Se han identificado variaciones genotípicas en individuos sanos en los que no se forma la \beta-globina de adulto, pero se evitan complicaciones graves. Estos pacientes expresan constitutivamente la proteína fetal o \gamma-globina en cantidades suficientes para sustituir por la proteína \beta-globina. esta persistencia hereditaria de hemoglobina fetal (HPFH) puede implicar uno o ambos de los genes de la \beta-globina fetal, A- \gamma y G-\gamma. Aparentemente, la producción consistente de cualquier \gamma-globina cumple las funciones necesarias de la proteína anormal o \beta-globina ausente.

Una diversidad de pequeñas moléculas se ha mostrado que efectúan la expresión de hemoglobina o globina fetal.
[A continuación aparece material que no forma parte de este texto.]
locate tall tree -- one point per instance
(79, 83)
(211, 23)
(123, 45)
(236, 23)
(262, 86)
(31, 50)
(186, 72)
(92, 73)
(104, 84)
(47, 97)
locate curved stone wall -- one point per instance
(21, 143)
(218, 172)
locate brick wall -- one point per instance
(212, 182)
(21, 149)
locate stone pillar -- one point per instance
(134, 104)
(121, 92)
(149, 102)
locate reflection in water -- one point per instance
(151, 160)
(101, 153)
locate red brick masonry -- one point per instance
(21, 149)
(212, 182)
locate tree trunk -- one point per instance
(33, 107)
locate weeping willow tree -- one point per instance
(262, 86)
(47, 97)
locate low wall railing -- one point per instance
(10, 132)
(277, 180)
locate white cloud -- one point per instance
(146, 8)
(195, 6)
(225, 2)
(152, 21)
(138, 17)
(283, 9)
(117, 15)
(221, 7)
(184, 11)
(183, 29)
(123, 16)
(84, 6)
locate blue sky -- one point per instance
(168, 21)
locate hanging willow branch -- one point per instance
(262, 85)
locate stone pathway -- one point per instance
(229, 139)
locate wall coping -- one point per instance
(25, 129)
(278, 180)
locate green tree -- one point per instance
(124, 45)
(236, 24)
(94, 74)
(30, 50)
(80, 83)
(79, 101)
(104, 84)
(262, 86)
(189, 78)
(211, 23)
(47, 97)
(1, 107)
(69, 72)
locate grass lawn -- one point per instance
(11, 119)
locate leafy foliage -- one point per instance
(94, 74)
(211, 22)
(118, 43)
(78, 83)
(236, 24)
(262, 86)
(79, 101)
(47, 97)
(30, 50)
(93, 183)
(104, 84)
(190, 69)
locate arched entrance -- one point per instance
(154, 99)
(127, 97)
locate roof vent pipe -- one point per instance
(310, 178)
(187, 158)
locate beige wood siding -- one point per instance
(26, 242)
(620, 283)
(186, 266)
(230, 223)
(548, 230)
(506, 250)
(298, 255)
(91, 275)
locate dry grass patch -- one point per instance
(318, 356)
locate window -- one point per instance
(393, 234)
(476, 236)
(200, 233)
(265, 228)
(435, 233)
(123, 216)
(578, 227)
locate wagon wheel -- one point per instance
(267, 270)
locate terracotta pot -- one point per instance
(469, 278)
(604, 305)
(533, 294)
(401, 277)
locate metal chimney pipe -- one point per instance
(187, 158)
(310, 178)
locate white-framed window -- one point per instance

Los experimentos tempranos demostraron que acetato (CH_{3}COOH), propionato (CH_{3}CH_{2}COOH), butirato (CH_{3}CH_{2}
CH_{2}COOH) e isobutirato (CH_{3}CH(CH_{3})COOH) todos inducen la síntesis de hemoglobina en células de leucemia de Friend cultivadas. estudios adicionales mostraron que los compuestos polares, tales como amidas de ácido, y ácidos grasos podrían estimular la expresión de los genes de globina fetal y de adultos en células de eritroleucemia de murinos. La hidroxiurea (H_{2}NCONHOH), otra molécula relativamente pequeña, se encontró que estimula la expresión de globina. Sin embargo, la estimulación, no parece ser muy específica para la globina fetal. La hidroxiurea es actualmente el único fármaco usado para tratar la enfermedad de las células falciformes. Sin embargo, existe una gran preocupación porque un inhibidor de la ribonucleótido reductasa antineoplásico sea carcinógeno, sus propiedades carcinógenas hace su uso en amplia extensión y largo plazo como un compuesto farmacéutico una práctica cuestionable. Existe una fuerte necesidad para encontrar procedimientos de tratamiento de enfermedad de células falciformes que no incluyen la exposición al paciente a otros riesgos.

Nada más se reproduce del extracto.